John Scalzi has a regular feature on his blog called “The Big Idea“, wherein writers can do a guest column about their latest books, describing the “big idea” behind them. It’s really kewl, and allows one to peep behind the book cover into the mysterious workings of authors as they view their books. I’ve gotten a few of the books listed, and enjoyed many of them.
One that sounded interesting was a SF book named Red, where the heroine–working for a multi-government police force in the future–was investigating the mysterious vicious murder of a girl. The premise was, “What if Little Red Riding Hood went looking for the wolf–and discovered it was herself?” It promised hawt werewolf sex and a mystery, and when I saw it in the airport bookstore while waiting for my flight to Phoenix, I promptly remembered the blog post and decided to give it a whirl.

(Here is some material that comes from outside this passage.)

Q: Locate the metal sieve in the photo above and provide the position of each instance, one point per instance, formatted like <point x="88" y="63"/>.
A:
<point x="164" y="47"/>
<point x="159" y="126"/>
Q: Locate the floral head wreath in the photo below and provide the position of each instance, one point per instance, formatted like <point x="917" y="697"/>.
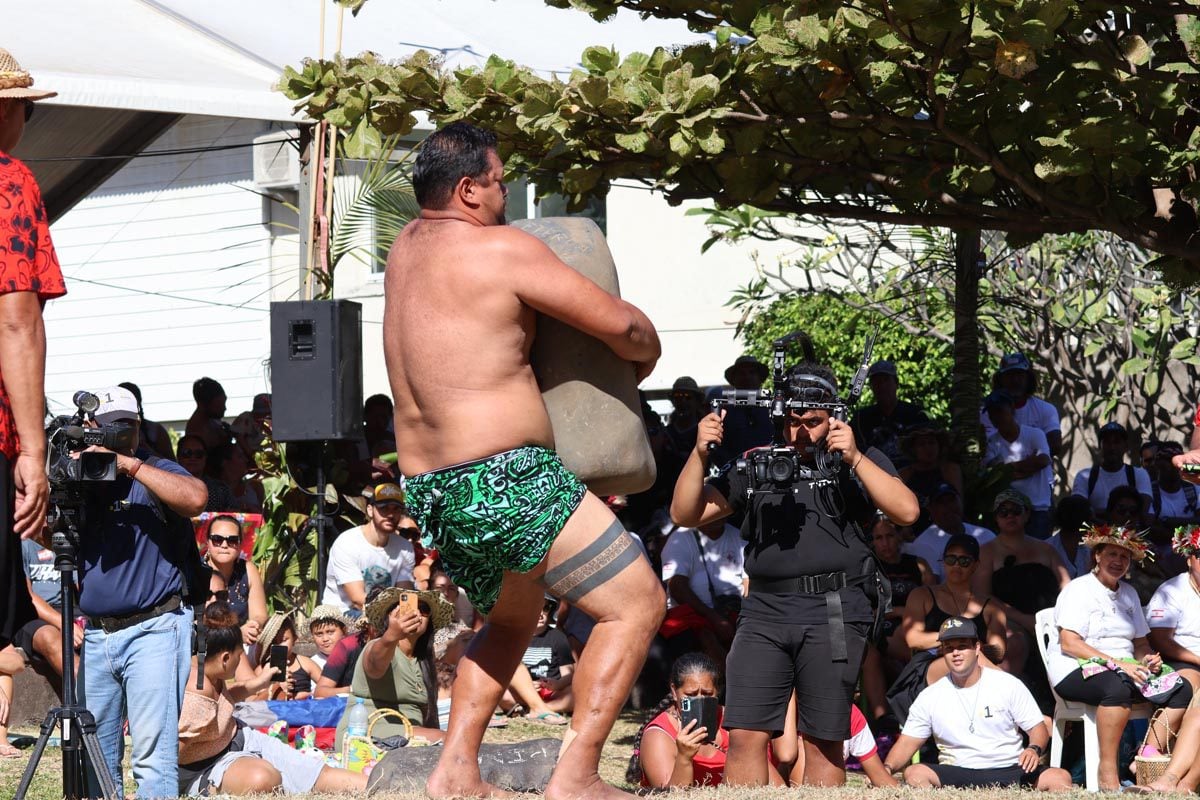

Yannow, hawt werewolf sex can be overrated. Just sayin’.
Red, like Snow Crash (yesterday’s post), is set in a future world where the U.S. and other governments have been rent asunder. Whereas Snow Crash’s world was an amusing melange of corporate franchises running urban and suburban enclaves, Red’s world is a post-global-warming desert where water is a precious commodity and people live in collective apartments in domes erected to collect and hold moisture.
Or do they? Because most of the action in Red is centered in a small, dusty desert town located near ancient Phoenix, where everyone’s living quarters seem to be in separate houses separated by streets that tumbleweeds spin down.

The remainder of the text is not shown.